Poroshenko accused Russia of sending troops and weapons into eastern Ukraine, during his speech at the conference, showing participants a number of Russian passports and military IDs, which he said were seized from the soldiers who crossed into the Ukrainian territories.

"This is the best evidence for the aggression and for the presence of Russian troops," Poroshenko said, adding that so far 1,432 Ukrainian soldiers and 5,638 people lost their lives due to the armed conflict.

He accused Russia of waging a hidden war against Ukraine and annexing part of its territory while calling on the West to assist Ukraine with non-lethal weapons to help it defend its territories.

Russian Foreign Minister Sergey Lavrov, for his part, defended Moscow's policy towards Ukraine and accused the Ukrainian government of escalating the violence in the region.

He claimed that the Ukrainian government has failed so far to launch a true national dialogue with the people in eastern Ukraine, and argued that the annexation of Crimea was not a violation of international law, but "an exercise of the right of self-determination."

In a controversial and internationally disputed referendum vote held on March 16, Crimea seceded from Kiev in favor of unification with Moscow.

Russian President Vladimir Putin signed into law a bill that officially incorporated Crimea into the Russian Federation on March 21.

The move was opposed by the U.S., European Union and the United Nations. 
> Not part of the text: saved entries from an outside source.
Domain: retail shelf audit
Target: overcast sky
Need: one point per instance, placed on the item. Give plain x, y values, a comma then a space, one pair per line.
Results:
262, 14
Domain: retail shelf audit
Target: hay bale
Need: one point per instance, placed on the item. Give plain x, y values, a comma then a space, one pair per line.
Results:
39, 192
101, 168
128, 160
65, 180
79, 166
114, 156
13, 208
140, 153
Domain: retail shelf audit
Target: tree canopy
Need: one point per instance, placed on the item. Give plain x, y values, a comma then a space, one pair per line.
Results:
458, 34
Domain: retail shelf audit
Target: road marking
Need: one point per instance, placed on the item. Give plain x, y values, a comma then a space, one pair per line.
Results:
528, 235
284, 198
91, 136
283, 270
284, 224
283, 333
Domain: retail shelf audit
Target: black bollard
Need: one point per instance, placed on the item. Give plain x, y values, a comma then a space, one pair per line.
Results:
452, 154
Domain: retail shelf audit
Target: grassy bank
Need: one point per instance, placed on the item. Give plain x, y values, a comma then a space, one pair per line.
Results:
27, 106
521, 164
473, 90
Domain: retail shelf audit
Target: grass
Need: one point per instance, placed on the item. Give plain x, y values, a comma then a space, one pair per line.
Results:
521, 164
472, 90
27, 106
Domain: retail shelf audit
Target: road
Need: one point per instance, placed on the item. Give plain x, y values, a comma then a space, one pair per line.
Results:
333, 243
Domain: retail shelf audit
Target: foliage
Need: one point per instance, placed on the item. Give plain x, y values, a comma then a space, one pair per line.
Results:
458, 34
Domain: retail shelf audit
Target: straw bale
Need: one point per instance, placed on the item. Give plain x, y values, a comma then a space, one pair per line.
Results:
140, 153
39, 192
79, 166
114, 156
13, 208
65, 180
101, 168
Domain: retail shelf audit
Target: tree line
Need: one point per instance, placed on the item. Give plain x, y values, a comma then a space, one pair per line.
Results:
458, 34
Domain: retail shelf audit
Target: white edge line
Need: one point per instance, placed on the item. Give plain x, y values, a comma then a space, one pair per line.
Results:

Lavrov also blamed the U.S. and the EU for the tensions in Ukraine, saying "they directly support the coup d'etat,” referring to the Maidan protests in 2013, which ended the power of Moscow-backed former president Viktor Yanukovych after he refused to sign a deal to have closer ties with the EU.
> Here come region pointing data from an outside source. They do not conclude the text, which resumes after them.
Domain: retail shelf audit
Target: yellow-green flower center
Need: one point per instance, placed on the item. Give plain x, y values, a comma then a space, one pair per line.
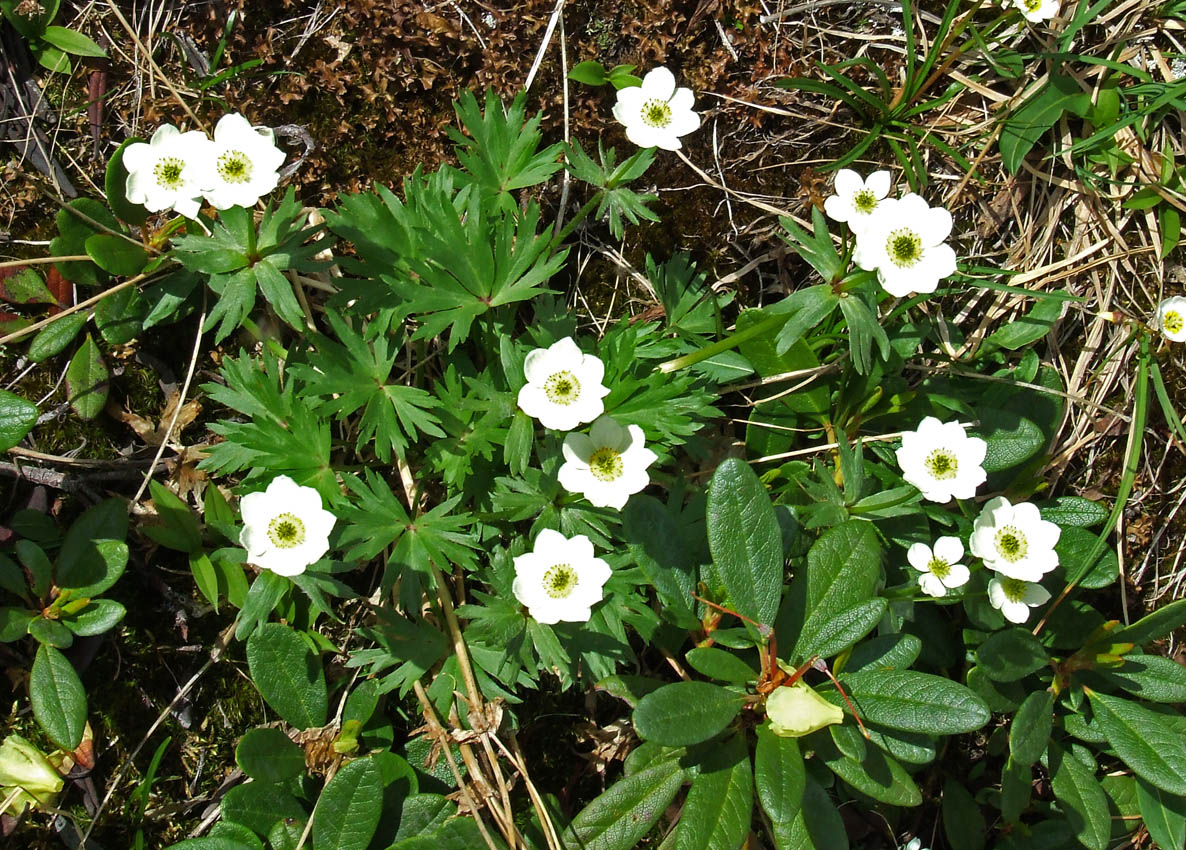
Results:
1014, 589
562, 388
904, 247
286, 530
656, 113
942, 464
167, 172
559, 581
605, 464
865, 202
1011, 544
234, 166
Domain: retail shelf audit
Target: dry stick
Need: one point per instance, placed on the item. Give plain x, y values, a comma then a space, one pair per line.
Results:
180, 402
215, 654
152, 64
438, 732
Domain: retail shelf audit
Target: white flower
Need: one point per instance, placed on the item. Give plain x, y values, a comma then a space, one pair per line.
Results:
560, 579
904, 241
942, 460
1035, 11
285, 528
563, 387
246, 163
1171, 318
941, 567
1014, 598
1014, 539
855, 199
169, 172
609, 465
656, 113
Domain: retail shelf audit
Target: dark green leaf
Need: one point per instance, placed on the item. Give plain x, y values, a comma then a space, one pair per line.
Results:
269, 755
288, 675
745, 541
686, 713
87, 381
58, 700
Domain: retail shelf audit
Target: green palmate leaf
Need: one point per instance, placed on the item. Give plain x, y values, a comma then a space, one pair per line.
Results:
686, 713
745, 541
56, 336
1156, 625
1143, 740
719, 807
58, 700
17, 419
1012, 654
843, 567
877, 774
963, 824
720, 665
779, 775
1035, 116
626, 811
288, 675
87, 381
269, 755
346, 817
1162, 815
1030, 730
1081, 798
261, 805
116, 255
116, 186
913, 702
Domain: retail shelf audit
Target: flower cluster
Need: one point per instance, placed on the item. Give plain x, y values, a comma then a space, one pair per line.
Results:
177, 171
560, 579
900, 238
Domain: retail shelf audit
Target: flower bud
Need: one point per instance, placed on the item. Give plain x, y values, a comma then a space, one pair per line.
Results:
798, 710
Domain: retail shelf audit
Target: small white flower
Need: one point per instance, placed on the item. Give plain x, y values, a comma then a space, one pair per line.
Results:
609, 465
1014, 598
244, 163
904, 241
656, 113
941, 568
1014, 539
563, 385
1035, 11
285, 526
855, 199
169, 172
1171, 318
942, 460
560, 579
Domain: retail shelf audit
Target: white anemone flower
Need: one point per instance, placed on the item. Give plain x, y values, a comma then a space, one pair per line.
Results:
246, 163
560, 579
285, 526
1035, 11
656, 113
563, 385
942, 460
904, 242
855, 198
939, 567
1014, 598
170, 171
1171, 318
1014, 539
609, 465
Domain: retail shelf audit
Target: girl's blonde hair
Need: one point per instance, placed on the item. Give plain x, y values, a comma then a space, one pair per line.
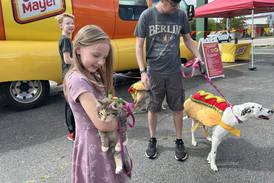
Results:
60, 18
87, 36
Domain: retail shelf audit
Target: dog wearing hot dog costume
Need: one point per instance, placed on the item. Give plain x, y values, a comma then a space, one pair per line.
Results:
208, 110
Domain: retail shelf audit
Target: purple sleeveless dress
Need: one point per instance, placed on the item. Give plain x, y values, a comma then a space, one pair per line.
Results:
90, 164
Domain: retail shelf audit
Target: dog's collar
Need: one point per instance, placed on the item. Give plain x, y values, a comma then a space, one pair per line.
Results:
238, 119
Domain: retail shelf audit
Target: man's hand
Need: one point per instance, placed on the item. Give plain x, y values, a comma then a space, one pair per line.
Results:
145, 80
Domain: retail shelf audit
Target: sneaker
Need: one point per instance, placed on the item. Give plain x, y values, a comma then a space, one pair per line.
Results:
71, 136
180, 153
151, 151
The Russian foreign minister spoke cautiously about the recent diplomatic initiative of Germany and France to stop violence in eastern Ukraine.
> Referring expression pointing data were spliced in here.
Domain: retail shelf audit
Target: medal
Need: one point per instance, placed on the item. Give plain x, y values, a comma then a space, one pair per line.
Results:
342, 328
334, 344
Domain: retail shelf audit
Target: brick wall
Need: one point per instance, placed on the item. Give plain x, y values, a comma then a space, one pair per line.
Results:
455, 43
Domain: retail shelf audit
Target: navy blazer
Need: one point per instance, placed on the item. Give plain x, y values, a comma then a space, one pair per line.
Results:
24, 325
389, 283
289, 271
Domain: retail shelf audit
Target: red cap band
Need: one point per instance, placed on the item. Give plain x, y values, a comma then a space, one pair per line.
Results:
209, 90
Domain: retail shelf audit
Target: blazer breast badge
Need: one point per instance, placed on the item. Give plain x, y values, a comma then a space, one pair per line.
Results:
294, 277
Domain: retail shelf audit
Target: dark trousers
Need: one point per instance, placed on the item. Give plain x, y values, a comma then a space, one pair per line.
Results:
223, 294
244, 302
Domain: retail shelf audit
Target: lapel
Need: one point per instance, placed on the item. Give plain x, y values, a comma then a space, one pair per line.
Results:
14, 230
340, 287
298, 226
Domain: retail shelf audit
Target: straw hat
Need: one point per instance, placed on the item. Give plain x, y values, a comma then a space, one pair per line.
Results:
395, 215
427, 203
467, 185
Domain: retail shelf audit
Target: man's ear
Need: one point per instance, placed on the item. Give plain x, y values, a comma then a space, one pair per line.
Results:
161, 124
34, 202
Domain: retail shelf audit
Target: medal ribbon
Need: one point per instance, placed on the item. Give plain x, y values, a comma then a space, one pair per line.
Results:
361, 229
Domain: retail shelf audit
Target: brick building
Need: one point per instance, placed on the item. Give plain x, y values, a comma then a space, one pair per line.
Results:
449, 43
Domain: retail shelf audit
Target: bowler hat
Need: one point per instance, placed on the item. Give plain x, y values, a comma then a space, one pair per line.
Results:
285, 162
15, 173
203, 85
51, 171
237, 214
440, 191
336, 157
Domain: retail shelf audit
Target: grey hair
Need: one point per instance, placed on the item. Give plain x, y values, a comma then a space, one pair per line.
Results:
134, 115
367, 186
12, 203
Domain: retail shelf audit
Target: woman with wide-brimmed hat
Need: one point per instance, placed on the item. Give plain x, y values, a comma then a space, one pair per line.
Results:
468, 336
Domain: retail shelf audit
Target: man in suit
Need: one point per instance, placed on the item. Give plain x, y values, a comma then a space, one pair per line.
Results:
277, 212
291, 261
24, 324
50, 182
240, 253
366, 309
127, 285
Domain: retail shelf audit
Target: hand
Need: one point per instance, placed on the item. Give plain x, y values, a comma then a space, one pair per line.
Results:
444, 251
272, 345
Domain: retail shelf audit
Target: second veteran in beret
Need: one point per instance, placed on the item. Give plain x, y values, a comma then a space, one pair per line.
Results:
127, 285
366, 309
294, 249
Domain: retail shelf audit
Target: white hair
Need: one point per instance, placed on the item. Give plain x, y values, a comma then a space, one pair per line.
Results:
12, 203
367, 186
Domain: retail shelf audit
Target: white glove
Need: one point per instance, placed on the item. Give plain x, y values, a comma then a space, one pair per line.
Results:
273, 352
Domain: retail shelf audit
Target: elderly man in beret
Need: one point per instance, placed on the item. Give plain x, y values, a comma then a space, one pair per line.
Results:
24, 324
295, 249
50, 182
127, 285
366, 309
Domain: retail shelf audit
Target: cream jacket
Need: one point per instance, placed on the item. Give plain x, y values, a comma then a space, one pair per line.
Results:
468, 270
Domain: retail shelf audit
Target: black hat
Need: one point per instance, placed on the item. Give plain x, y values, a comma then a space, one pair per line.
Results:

“Russia will be committed to peace. We are against combats. We would like to see withdrawal of the weapons.  We would like to see direct negotiations between Kiev and Donetsk, within the framework of territorial integrity,” Lavrov said.

German Chancellor Angela Merkel and French President Francois Hollande held talks with Putin Friday about halting the violence in eastern Ukraine, yet failed to broker a cease-fire deal following their long discussions. They agreed to continue discussions on the German-French proposal.

Merkel continued her efforts Sunday for a cease-fire deal between the conflicting parties.

In a telephone conference with the leaders of Russia, Ukraine and France, she discussed the possibility of a leaders summit in Minsk on Wednesday, government spokesman Steffen Seibert said in a statement.

He underlined that diplomats from four countries would negotiate in Berlin Monday a package of measures towards a cease-fire, with the goal of an agreement to make this leaders summit possible.

U.S. and European leaders accuse Russia of supporting the conflict with arms and ammunition, while Russia says the U.S. and EU have deliberately destabilized Ukraine to expand the west's military presence in Eastern Europe through NATO.

More than 5,300 people have been killed and 12,200 others injured in eastern Ukraine since mid-April last year in the ongoing conflict, according to the U.N. High Commissioner for Human Rights.